Buffalo’s reasoning for such a radical move is that the city struggles mightily with sprawl and traffic congestion to the point where city planners are wary about giving residents any more reason to drive a car. In Newark, new developments within 1,200 feet of a public transit station are exempt from parking minimums; similar rules exist in Manhattan.
“I would be against following the buffalo,” quipped City Planner Suzanne Mack, citing disparities between Buffalo and Bayonne in size, density, geography, and general residential needs. “Long story short, parking requirements that exist now are very standard.” Mack cited the Institute of Transportation Engineers Handbook, a standard set of planning and zoning rules adopted by many municipalities across the country. It was referenced many times throughout the Bayonne Muslims’ hearing. “They’re not made up,” Mack said.“They come out of somewhere.”

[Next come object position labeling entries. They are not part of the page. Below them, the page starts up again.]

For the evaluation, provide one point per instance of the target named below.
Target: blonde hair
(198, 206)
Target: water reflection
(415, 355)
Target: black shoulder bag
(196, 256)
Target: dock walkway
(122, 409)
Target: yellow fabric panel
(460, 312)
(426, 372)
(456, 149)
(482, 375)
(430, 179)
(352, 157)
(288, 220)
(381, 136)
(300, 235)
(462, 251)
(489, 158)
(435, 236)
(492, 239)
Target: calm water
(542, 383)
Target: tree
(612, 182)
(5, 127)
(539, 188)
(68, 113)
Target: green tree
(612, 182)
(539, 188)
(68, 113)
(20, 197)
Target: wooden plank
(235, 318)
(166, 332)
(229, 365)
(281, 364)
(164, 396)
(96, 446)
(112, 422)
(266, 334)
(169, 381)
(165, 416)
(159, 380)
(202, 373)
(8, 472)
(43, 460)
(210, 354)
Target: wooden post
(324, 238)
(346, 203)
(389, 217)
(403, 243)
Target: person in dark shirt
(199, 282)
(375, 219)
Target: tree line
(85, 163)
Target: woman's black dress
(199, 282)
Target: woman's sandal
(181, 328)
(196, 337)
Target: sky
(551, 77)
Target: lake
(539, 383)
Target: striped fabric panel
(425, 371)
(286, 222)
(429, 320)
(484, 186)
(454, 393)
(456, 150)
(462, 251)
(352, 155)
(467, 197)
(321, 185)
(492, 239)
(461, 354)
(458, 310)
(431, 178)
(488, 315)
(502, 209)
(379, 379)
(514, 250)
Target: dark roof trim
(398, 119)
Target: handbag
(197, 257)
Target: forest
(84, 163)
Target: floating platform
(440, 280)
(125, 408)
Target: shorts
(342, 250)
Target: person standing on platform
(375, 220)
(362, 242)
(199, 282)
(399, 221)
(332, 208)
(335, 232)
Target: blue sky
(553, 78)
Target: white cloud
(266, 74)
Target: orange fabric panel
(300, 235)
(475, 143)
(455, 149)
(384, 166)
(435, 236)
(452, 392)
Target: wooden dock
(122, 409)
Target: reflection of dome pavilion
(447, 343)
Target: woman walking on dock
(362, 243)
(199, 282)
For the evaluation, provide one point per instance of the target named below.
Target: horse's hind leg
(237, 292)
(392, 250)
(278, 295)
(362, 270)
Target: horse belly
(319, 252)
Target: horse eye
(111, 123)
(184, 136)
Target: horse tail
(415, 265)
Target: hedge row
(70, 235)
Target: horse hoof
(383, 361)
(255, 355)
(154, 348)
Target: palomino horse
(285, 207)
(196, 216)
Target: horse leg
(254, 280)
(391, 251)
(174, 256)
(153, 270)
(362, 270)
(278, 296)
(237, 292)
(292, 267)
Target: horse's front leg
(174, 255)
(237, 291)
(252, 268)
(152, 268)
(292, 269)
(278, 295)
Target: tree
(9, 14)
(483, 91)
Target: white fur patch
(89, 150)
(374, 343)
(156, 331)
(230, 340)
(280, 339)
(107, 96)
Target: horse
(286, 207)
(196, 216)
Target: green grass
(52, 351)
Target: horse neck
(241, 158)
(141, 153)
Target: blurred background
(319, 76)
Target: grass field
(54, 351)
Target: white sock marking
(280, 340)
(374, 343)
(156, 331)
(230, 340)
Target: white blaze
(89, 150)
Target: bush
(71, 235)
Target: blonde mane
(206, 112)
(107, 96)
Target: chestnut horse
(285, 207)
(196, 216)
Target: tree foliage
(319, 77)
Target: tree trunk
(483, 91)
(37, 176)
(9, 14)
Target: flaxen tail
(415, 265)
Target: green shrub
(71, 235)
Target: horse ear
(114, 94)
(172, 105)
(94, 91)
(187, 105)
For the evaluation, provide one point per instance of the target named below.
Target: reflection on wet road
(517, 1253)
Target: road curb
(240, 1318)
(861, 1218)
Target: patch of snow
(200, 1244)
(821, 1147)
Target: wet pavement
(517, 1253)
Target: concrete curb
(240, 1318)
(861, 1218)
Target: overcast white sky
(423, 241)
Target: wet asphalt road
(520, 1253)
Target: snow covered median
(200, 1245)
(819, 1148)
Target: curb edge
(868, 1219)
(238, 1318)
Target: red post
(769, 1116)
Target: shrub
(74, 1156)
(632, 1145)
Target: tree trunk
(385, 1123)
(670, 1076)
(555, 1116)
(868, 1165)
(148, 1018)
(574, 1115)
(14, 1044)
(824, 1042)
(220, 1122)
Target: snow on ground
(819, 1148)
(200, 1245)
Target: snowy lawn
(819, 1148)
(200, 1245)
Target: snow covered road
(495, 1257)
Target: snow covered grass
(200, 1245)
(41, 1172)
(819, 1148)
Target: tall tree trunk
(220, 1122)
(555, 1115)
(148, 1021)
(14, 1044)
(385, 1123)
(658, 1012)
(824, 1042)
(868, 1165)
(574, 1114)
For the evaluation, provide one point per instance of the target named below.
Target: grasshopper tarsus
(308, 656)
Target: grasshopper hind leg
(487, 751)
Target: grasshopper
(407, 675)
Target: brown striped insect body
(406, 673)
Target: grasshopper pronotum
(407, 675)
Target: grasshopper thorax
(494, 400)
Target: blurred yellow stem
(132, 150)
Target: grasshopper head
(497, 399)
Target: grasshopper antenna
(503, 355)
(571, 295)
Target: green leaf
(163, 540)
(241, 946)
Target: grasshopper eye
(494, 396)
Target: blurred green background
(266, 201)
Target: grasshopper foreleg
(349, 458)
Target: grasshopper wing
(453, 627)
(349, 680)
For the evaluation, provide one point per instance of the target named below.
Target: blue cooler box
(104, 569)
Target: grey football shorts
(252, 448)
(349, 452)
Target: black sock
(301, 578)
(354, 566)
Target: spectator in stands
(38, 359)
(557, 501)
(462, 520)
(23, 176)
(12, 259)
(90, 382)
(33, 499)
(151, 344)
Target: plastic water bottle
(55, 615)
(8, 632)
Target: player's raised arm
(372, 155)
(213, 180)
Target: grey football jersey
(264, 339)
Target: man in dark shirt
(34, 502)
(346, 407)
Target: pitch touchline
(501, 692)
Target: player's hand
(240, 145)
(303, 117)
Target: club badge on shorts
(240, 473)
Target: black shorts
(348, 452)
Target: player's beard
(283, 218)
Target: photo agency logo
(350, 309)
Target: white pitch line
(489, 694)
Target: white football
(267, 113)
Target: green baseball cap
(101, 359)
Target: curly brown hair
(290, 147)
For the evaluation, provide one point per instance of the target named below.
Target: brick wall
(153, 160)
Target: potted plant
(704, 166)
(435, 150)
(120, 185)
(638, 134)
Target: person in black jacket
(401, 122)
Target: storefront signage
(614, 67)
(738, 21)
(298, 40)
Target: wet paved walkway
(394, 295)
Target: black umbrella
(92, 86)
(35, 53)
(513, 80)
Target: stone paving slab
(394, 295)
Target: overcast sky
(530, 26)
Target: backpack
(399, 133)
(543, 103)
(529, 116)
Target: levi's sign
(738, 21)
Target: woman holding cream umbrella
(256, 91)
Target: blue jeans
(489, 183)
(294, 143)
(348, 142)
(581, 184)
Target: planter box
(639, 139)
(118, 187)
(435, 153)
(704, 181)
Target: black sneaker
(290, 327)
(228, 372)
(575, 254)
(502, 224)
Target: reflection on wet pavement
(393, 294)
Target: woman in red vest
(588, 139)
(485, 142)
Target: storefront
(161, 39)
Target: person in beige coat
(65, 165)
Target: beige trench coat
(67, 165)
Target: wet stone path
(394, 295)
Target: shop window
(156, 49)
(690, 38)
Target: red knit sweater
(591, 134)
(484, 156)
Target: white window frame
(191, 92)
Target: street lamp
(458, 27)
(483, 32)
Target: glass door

Mack admitted, however, that Bayonne’s zoning laws are behind the times, and the City is changing. “We’ve dropped the parking ratio all over the city by writing new redevelopment plans,” she said. The old residential parking minimum requirement was 1.25 spots to every new unit built. Today, that ratio is 1:1. “But,” Mack said, “it’s not a standard because we haven’t updated the ordinance yet.”
The Master Plan
Zoning laws are updated through the Master Plan process, which is supposed to take place every eight years, but rarely does. Bayonne last updated its Master Plan and zoning ordinances in 2002. Currently, the City is undergoing a major overhaul of the Master Plan that will see new parking minimum requirements, as well as a litany of other rules that will determine how developers should build (how tall, how much parking to provide, etc.)
“Because our Master Plan is so old and defunct, we have a lot of problems,” Mack said.“Things have changed.” As evidence, Mack cited the 16 redevelopment plans she has worked on in the last two years. “Which is unheard of,” she said. “I wouldn’t be doing them if our Master Plan and zoning ordinance was up to date.”
Redevelopment plans supersede ordinances, and are increasingly used by developers, who often grow frustrated constructing buildings in 2017 based on ordinances from 2002.
Even when Bayonne’s zoning laws are finally updated, the Bayonne Muslims’ application may still be insufficient. By that time, the group may have decided to convert a building that suits its needs better, a possibility that highlights the group’s other issue – limited properties suitable for a place of worship. Waheed Akbar called the problem a “double-edged sword.”
“Right now, Bayonne is a tough place to purchase anything,” he said. “If we buy another warehouse we have to go to a zoning board again which we don’t want to do, and there are no churches for sale right now.” A church would be ideal for a new mosque because they predate and often have exceptions to zoning rules that make it difficult to convert pre-existing structures that were not used as a place of worship. Akbar remains optimistic that a better site will turn up. As for the controversy that swirled around the zoning board meeting, Akbar said, “It is what it is.”